I hesitate. “Why? I don’t need a keeper.”
Darian seems taken aback by the acid in my voice. Of course, he would be. I’ve never spoken to him with anything but honey. “N-no, of course not,” he says.
“Good. Because from here on out…I-I…I am the new Dragon Master,” I say, my voice shaking. “This is part of my duty. Dragons—aggressive or not—fall under my jurisdiction. This is what I’ve been trained to do.”
“But your father—”
“This is what my father wanted,” I snap.
Darian holds his tongue, his gaze falling to the straw below us.
I gather to my feet, setting Droplet down to scurry freely around the stables. Then I make my way toward the restraining pen at the far end of the stables compound. If they were to keep Solie anywhere, it would be there.

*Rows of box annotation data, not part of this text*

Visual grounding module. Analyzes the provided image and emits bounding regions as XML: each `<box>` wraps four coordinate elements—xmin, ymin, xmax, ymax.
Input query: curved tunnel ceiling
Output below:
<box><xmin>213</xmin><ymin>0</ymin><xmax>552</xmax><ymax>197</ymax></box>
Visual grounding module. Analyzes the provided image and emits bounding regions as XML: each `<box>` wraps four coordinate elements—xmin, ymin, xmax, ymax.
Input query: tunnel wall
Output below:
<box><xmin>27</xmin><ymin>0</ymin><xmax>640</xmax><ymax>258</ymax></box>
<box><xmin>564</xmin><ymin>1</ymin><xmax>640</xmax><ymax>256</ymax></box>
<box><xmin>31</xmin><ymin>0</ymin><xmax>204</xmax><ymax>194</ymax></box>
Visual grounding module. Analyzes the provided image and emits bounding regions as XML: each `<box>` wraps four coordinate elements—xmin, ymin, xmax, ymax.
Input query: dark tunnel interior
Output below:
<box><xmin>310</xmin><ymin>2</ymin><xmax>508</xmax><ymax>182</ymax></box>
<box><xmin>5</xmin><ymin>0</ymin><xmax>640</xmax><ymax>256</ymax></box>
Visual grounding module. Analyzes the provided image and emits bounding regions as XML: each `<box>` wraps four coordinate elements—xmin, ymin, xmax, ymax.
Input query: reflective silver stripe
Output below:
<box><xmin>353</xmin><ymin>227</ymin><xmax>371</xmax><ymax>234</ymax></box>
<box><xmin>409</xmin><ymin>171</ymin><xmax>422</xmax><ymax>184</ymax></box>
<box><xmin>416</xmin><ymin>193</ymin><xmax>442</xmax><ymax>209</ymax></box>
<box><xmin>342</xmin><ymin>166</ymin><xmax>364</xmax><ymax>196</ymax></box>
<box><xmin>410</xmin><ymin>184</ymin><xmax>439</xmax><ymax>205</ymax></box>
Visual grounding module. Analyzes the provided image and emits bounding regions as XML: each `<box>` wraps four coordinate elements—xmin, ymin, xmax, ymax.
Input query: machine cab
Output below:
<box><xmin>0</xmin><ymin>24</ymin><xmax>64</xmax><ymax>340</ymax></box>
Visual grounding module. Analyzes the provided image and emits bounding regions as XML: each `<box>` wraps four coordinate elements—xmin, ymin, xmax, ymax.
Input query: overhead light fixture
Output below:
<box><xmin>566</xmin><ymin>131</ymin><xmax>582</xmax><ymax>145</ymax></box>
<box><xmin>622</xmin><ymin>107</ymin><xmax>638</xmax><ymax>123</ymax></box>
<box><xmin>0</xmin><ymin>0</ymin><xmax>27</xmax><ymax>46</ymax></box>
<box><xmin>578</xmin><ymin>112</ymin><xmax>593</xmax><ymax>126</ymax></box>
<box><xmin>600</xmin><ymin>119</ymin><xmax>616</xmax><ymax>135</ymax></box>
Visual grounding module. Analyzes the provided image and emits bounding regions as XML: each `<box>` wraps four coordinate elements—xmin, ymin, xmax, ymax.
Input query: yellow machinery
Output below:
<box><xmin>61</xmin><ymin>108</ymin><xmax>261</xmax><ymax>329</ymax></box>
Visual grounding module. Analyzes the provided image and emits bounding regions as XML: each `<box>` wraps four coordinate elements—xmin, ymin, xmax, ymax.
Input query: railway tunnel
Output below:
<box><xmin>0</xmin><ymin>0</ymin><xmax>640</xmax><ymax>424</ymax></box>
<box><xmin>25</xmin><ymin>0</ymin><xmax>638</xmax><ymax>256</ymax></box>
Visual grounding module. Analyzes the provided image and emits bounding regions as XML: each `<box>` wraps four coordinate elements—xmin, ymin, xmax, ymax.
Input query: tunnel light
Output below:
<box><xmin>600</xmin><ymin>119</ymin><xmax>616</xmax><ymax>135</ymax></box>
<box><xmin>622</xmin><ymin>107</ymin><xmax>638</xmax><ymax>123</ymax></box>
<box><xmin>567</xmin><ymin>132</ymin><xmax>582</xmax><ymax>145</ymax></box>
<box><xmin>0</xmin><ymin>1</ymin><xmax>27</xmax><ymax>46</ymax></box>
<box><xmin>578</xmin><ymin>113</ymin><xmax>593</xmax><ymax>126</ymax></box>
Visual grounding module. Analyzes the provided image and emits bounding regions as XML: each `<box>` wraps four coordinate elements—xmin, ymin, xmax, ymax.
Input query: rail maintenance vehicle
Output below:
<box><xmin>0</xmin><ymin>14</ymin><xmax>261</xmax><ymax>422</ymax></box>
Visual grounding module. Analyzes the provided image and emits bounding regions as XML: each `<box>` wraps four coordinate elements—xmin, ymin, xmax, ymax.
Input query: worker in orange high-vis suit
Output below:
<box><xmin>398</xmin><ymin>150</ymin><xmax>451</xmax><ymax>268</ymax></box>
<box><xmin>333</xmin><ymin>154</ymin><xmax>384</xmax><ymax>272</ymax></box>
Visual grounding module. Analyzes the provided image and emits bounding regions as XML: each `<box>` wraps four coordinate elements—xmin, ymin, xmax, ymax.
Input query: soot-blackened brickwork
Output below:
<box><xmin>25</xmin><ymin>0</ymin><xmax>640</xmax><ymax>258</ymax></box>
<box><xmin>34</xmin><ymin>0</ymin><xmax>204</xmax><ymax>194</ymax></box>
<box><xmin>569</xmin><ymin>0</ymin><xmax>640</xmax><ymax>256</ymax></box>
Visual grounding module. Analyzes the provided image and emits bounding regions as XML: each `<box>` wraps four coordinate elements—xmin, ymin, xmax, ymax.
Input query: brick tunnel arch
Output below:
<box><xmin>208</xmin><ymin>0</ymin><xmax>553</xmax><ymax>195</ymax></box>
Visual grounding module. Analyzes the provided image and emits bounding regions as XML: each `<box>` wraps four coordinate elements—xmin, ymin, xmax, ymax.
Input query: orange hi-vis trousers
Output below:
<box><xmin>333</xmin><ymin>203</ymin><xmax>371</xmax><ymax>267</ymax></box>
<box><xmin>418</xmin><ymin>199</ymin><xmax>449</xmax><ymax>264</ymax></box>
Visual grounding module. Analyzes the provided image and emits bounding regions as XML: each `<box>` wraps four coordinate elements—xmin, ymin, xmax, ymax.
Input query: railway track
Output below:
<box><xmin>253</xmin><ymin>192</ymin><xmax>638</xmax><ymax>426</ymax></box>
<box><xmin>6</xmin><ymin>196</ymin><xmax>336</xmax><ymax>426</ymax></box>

Darian does not linger far behind. He follows, eventually falling in step with me. “Listen, I’m not going to try to stop you. It’s just that I’m worried about you.”
“Don’t be.” Once again, my words are sharp enough to silence him, and Darian falls quiet as we make our way to the edge of the restraining pen.
“Arla,” a voice calls.
When I turn, I start for a moment, thinking it’s my father walking toward me, but it’s not. Instead, I find my uncle, Ivan, approaching. He moves with purpose and power, the long, flowing formal robes of the council billowing at his back. His face is pallid and full of desperation—clearly stricken by the loss of his brother. “I’ve been looking for you,” he says.
Darian steps aside and resumes a more respectful position, as any ranger would in the presence of a councilman; slightly bowed with one hand behind his back.
Ivan doesn’t acknowledge him. He sweeps to me instead, pulling me swiftly into his arms. For a moment, it’s nice. For a moment, I am reminded of just how much he looks like my father. How similar their scent is. How I could happily mistake the two and pretend this is not happening if I just shut my eyes for a moment longer.
But Ivan pulls back before I get the chance.
“I’m sorry, Arla. I know the events that have transpired today are…a lot to deal with. But the council has called a meeting about everything that happened. Decisions must be made, and I’m afraid we must attend.”